Nach Epple – wir hielten die Altersreihenfolge strikt ein – ging Frau Schindle auf die Reise, warf ihre Brüste voraus und zog den imposanten Hintern nach. Wir wären vor Lachen beinahe gestorben, als sie in der Teppichröhre steckenblieb, das Monstergesäß draußen, den Oberkörper drinnen und nur noch schwache Lebenszeichen von sich gab. Statt sie zu befreien, schoben wir sie mit vereinten Kräften ganz hinein, wobei unser schweinischer Stift die haarige Spalte der Wehrlosen so kräftig mit den Fingern bearbeitete, daß die Ärmste in ihrer Todesangst ihm über die Finger schiffte.
Karin, unser Sportsmädel, hätte Epple beinahe geschlagen. Es war selbst für mich als Frau ein Vergnügen, ihr zuzusehen, wie sie über das Sofa grätschte, eine Hechtrolle über die Fauteuils schoß und schneller, als man schauen konnte, in der Teppichröhre verschwunden war, ohne uns das hämisch erwartete Beispiel eines zappelnden Hinterns zu bieten. Aber beim Rückweg ließ sie, wie Candidus sich ausdrückte, ein Tor aus: statt unter dem Tisch durchzukriechen, setzte sie in einem Sprung darüber hinweg, der uns ihren süßen runden Arsch von unten zeigte, und wurde gnadenlos disqualifiziert.
Nur Candidus selbst, der letzte, konnte mich vor dem Schicksal retten, meine Unschuld ausgerechnet an Herrn Engelbert Epple zu verlieren, und ich drückte ihm herzhaft die Daumen, als er sich wie ein Ritter vor dem Turnier vor mir verneigte und an den Start ging. Aber Frau Schindle hatte nicht vergessen, welche Schmach er ihr angetan hatte.

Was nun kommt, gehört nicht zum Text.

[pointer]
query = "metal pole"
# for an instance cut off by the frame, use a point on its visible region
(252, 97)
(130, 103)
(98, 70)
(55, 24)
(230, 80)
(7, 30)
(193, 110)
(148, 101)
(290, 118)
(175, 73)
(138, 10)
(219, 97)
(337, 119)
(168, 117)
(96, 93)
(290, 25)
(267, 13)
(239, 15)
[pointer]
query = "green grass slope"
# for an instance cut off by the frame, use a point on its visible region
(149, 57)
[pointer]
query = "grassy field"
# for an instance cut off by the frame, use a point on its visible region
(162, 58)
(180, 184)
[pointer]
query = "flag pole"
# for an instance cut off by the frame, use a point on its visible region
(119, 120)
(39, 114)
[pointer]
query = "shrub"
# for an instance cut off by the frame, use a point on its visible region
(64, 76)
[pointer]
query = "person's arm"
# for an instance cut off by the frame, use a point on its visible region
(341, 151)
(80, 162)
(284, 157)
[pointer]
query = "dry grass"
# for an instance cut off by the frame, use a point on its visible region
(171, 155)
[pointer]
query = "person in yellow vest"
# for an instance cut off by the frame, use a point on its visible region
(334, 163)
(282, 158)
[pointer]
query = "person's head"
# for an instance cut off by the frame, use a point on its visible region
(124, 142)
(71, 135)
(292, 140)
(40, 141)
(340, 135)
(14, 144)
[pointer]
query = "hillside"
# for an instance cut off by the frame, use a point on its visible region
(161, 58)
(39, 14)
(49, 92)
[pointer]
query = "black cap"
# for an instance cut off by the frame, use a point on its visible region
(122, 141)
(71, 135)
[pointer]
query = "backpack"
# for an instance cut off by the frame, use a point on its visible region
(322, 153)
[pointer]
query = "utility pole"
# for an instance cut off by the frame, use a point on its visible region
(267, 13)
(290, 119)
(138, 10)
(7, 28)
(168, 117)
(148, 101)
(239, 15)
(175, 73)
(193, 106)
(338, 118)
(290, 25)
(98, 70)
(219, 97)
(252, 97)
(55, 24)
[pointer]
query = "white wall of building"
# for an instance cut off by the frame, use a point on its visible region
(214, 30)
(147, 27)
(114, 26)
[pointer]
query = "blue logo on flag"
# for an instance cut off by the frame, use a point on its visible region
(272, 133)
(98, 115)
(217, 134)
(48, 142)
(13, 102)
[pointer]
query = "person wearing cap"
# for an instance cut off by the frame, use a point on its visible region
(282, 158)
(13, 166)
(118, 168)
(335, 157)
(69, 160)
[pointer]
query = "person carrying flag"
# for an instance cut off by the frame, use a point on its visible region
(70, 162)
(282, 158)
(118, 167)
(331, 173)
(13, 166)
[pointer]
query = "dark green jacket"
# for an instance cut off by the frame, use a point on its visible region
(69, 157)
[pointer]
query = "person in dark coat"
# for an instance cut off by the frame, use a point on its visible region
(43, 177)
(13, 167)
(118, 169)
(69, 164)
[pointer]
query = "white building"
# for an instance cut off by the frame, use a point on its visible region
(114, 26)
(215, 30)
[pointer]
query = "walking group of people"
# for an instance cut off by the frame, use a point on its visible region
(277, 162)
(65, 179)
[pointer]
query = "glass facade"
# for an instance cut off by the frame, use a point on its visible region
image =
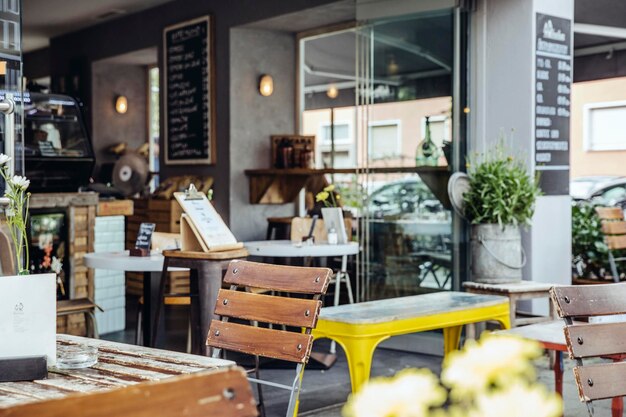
(379, 98)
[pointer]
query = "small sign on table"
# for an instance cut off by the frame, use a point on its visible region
(144, 237)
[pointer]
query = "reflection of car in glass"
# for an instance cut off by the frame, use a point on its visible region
(404, 198)
(604, 190)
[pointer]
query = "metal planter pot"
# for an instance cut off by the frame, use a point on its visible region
(497, 254)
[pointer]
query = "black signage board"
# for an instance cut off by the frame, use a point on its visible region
(553, 79)
(144, 236)
(189, 91)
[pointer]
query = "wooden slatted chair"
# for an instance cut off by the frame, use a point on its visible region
(221, 393)
(301, 313)
(604, 339)
(614, 229)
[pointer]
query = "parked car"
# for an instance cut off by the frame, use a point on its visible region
(604, 190)
(408, 197)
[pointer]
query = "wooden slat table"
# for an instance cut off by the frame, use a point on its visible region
(118, 365)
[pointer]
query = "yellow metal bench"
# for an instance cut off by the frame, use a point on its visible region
(359, 328)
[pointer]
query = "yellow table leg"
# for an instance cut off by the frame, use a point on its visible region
(451, 338)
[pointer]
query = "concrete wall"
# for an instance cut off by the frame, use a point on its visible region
(503, 97)
(253, 118)
(594, 162)
(72, 55)
(110, 127)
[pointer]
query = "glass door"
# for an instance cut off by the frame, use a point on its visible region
(383, 100)
(11, 94)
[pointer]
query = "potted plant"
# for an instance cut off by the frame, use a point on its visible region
(501, 198)
(30, 299)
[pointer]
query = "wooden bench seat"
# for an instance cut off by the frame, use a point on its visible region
(359, 328)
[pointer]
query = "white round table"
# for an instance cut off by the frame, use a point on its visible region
(151, 266)
(289, 249)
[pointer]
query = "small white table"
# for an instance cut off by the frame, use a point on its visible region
(151, 266)
(289, 249)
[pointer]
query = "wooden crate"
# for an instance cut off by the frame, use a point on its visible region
(166, 215)
(81, 209)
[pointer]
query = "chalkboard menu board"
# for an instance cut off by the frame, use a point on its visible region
(189, 92)
(553, 77)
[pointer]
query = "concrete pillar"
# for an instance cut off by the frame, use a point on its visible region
(505, 68)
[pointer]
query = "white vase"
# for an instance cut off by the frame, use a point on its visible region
(333, 219)
(28, 317)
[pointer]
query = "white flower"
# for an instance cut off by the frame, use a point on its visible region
(494, 360)
(20, 182)
(56, 265)
(411, 393)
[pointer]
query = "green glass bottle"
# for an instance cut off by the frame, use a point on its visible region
(427, 153)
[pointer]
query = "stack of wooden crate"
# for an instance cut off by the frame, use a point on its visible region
(166, 215)
(81, 208)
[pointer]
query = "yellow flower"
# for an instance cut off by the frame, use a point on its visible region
(517, 400)
(322, 196)
(409, 394)
(492, 361)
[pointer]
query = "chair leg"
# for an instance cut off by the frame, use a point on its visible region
(257, 374)
(138, 327)
(94, 325)
(294, 398)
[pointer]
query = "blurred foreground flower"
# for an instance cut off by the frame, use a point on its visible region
(493, 377)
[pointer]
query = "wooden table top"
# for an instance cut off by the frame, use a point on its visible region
(423, 305)
(118, 365)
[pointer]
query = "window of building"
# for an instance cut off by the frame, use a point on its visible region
(384, 140)
(604, 126)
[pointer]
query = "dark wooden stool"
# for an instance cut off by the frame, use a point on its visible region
(205, 281)
(81, 306)
(278, 228)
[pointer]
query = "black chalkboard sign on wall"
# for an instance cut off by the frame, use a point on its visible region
(189, 92)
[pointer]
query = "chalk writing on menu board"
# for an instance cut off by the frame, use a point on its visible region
(144, 236)
(207, 221)
(188, 125)
(553, 77)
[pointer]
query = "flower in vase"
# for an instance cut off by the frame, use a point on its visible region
(411, 393)
(20, 182)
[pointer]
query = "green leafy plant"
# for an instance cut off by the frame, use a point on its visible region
(501, 190)
(589, 252)
(17, 212)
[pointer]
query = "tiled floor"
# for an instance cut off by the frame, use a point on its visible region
(325, 391)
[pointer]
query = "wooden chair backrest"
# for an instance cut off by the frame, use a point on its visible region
(595, 381)
(300, 227)
(221, 393)
(293, 346)
(613, 226)
(7, 252)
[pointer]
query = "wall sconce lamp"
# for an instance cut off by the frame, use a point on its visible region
(266, 85)
(332, 92)
(121, 104)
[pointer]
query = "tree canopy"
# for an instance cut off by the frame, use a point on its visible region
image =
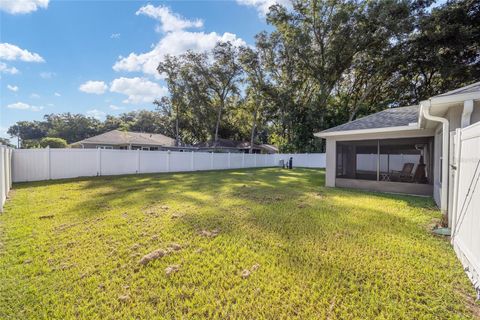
(323, 63)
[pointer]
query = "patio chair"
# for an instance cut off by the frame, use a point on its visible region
(405, 175)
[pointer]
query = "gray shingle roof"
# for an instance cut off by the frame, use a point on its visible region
(117, 137)
(475, 87)
(393, 117)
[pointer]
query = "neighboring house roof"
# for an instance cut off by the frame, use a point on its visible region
(269, 148)
(232, 144)
(117, 137)
(394, 117)
(475, 87)
(224, 143)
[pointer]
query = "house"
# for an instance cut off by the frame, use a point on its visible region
(401, 150)
(226, 145)
(127, 140)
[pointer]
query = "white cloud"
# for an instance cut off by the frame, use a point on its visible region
(174, 43)
(169, 21)
(19, 106)
(138, 90)
(47, 75)
(97, 114)
(11, 52)
(24, 106)
(4, 68)
(22, 6)
(12, 88)
(263, 6)
(114, 107)
(35, 108)
(95, 87)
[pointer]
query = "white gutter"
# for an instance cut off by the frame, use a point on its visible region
(425, 107)
(410, 127)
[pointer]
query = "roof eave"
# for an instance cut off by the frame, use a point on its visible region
(454, 98)
(411, 127)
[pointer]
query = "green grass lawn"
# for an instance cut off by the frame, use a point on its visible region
(246, 244)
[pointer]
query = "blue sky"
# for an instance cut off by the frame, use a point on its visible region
(99, 57)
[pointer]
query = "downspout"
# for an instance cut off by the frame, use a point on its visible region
(425, 107)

Als Candidus über die beiden zusammengestellten Fauteuils robbte, warf sie sich dazwischen, griff von unten an seinen Pimmel und schrie:
„Schiebung! Beinhackl hat sich den Schwanz eingeseift, um besser über die Sessel zu rutschen!“ Bei diesen Worten wichste sie den Verdutzten mit der Rechten und drosch mit der Linken auf seinen blanken Hintern, so daß er tatsächlich in einer glatten, crèmigen Flüssigkeit schwamm, als sich das Kampfgericht, das aus meiner Person bestand, an den Ort der Handlung begab.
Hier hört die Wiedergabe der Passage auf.